Finally, rather abruptly one day, after he had been acting particularly oddly, like talking about having mountain lions in his car and referring to me as his son (I’m his 45 year old daughter), he gave me the news that he and his wife were moving back to the Philippines.

I was very alarmed because 1) I didn’t want to lose my Dad 2) I wasn’t sure what kind of care he would receive in his wife’s village (she was from a small island, far, far away from Manilla) 3) I was just plain worried about his rapidly deteriorating condition.

So I managed to get a plane to where he lived. His wife would not talk to me and literally hid in their bedroom the whole time I was there. I went to the bank with him one day and there was only $68 in the bank (and my Dad had a lot of money. He had been an airline pilot). So naturally I later confronted his wife in a letter suggesting that maybe SHE was stealing his money and taking advantage of him because he had Alzheimer’s. She never replied, but she shared the letter with him and my Dad was extremely upset over it and it ended our relationship.

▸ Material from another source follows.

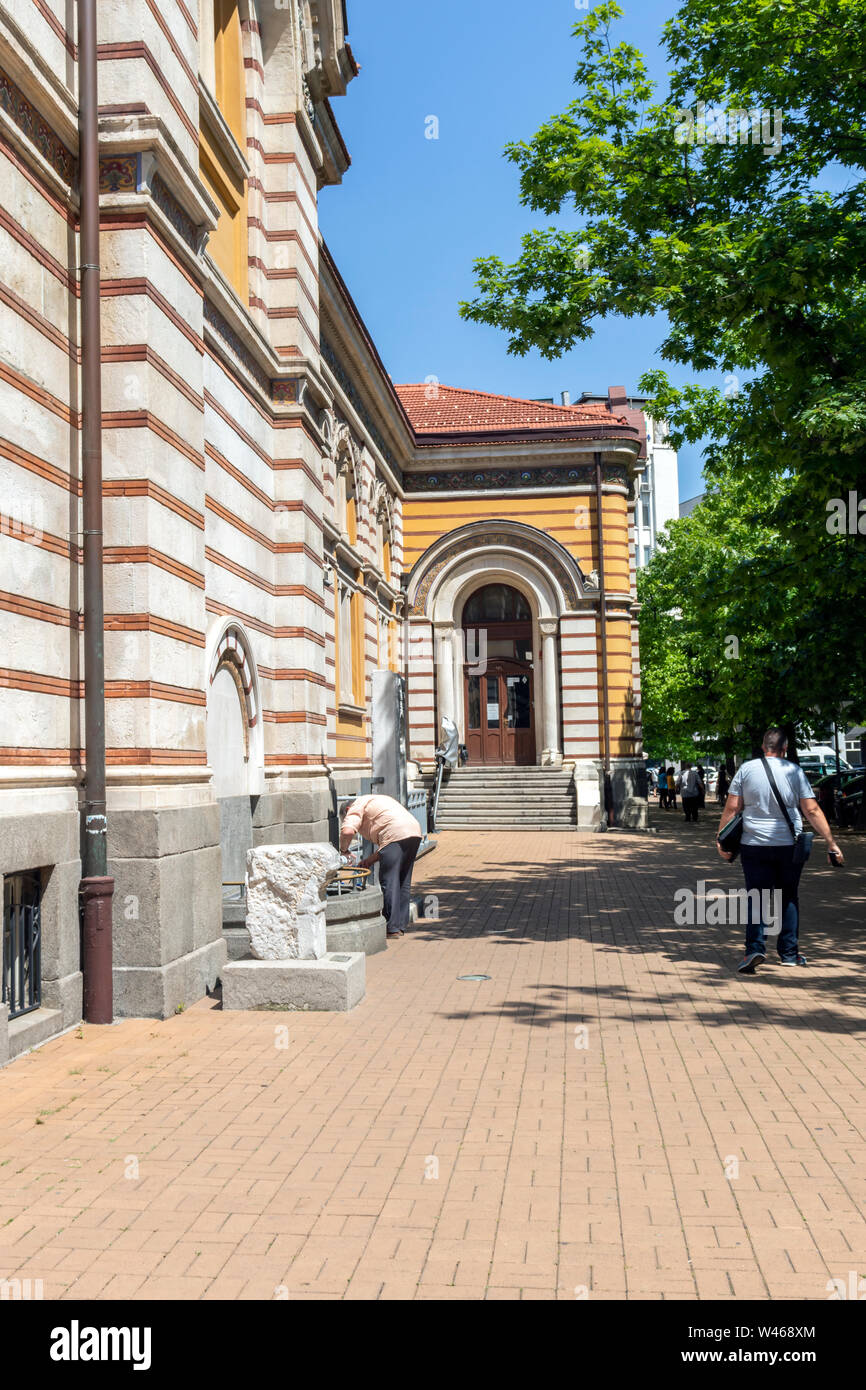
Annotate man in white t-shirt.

Shortly after that they moved over to the Philippines and I never heard from him again. I thought of him constantly though. I really missed his twice a week calls. It was only through some relatives that I heard that he had passed away a mere 7 months after moving there. His wife never contacted me.

So this photo is really important to me. It shows the good times I had with my father and how much we loved each other. The mail order bride may have gotten the estate, but I had the honor and priviledge of knowing and loving my Dad for 45 years. I love you Dad.